Com direção de Kim Jee-woon e um elenco estelar liderado por Song Kang-ho, o longa mistura comédia, crítica social e amor ao cinema em uma das experiências mais criativas do cinema coreano recente
O cinema sob pressão, a obsessão por uma obra-prima e o caos criativo ganham vida em Na Teia da Aranha (Cobweb, 2023), dirigido por Kim Jee-woon. Ambientado na Coreia dos anos 1970, o filme nos transporta para os bastidores de uma produção fictícia em meio à repressão da censura militar. Com estética metalinguística, ritmo alucinado e humor afiado, o longa estreia como uma carta de amor (e ironia) ao fazer cinematográfico, equilibrando crítica e celebração de forma magistral.
Song Kang-ho, um dos atores mais respeitados da Coreia do Sul (e vencedor em Cannes por Broker), interpreta Kim Ki-yeol, um diretor obcecado em refilmar o final de seu filme após o término das gravações. Convencido de que pode transformá-lo em uma obra-prima, ele embarca em uma jornada insana, com apenas dois dias para realizar a nova versão, escondido dos censores e enfrentando um set colapsando de estresse e egos.

A performance de Song é, como sempre, magnética: ele oscila entre genialidade e colapso com um timing cômico impecável. O elenco de apoio também brilha, com Lim Soo-jung, Oh Jung-se, Jeon Yeo-been e Krystal Jung em papéis que mesclam caricatura e sensibilidade, refletindo o absurdo dos bastidores de uma produção repleta de vaidades e tensões políticas.
Visualmente, o filme é uma aula de criatividade. Kim Jee-woon usa a fotografia para alternar entre a realidade caótica do set (em cores) e a estética idealizada da obra-prima (em preto e branco), criando contrastes que elevam a experiência metacinematográfica.

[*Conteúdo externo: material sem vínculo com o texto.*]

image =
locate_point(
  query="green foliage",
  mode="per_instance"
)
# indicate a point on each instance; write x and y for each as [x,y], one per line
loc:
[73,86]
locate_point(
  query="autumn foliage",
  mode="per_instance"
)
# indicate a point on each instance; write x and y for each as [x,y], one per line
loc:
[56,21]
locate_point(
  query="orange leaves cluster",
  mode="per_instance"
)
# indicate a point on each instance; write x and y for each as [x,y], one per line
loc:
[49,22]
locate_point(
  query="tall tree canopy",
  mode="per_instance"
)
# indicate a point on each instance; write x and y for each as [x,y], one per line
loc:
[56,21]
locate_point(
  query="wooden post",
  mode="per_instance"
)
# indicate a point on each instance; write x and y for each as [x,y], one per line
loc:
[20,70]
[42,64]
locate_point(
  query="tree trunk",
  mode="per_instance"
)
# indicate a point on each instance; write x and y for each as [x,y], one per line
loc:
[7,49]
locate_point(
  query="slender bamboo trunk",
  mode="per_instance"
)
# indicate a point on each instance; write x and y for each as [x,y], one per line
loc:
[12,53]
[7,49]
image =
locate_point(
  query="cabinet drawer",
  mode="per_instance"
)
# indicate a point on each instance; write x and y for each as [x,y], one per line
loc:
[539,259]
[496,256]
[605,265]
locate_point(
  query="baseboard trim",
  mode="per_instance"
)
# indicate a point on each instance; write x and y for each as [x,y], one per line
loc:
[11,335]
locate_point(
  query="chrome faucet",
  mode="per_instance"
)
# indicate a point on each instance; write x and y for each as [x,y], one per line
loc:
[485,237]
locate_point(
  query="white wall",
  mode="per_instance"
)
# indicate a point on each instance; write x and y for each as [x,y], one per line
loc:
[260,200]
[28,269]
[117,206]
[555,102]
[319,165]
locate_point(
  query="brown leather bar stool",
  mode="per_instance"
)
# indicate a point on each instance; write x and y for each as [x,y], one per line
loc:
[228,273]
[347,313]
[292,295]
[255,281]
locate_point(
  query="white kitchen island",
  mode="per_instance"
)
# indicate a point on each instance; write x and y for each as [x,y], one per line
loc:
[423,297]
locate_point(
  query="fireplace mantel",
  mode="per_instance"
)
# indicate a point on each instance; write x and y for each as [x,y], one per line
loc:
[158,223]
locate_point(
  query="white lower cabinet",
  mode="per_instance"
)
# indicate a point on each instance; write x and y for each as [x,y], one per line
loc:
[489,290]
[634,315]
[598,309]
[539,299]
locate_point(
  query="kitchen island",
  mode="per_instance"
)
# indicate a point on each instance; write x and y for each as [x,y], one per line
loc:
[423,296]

A montagem de Yang Jin-mo (Parasita) mantém o ritmo intenso, enquanto a trilha sonora de Mowg reforça tanto a tensão quanto a comédia absurda que permeia o longa.

Na Teia da Aranha é mais do que um filme sobre cinema, é sobre resistência criativa, obsessão artística e o eterno confronto entre ideal e realidade. A sátira sobre a censura da ditadura sul-coreana dos anos 1970 ressoa de maneira surpreendentemente atual, em tempos onde a liberdade artística ainda é posta à prova em muitos lugares.
No fim das contas, Kim Jee-woon entrega uma obra divertida, inteligente e tecnicamente primorosa. É uma experiência que agrada tanto os cinéfilos apaixonados quanto quem busca uma comédia diferente, com personalidade de sobra. Na Teia da Aranha é uma joia do cinema sul-coreano moderno, bagunçada, bela e brilhantemente louca.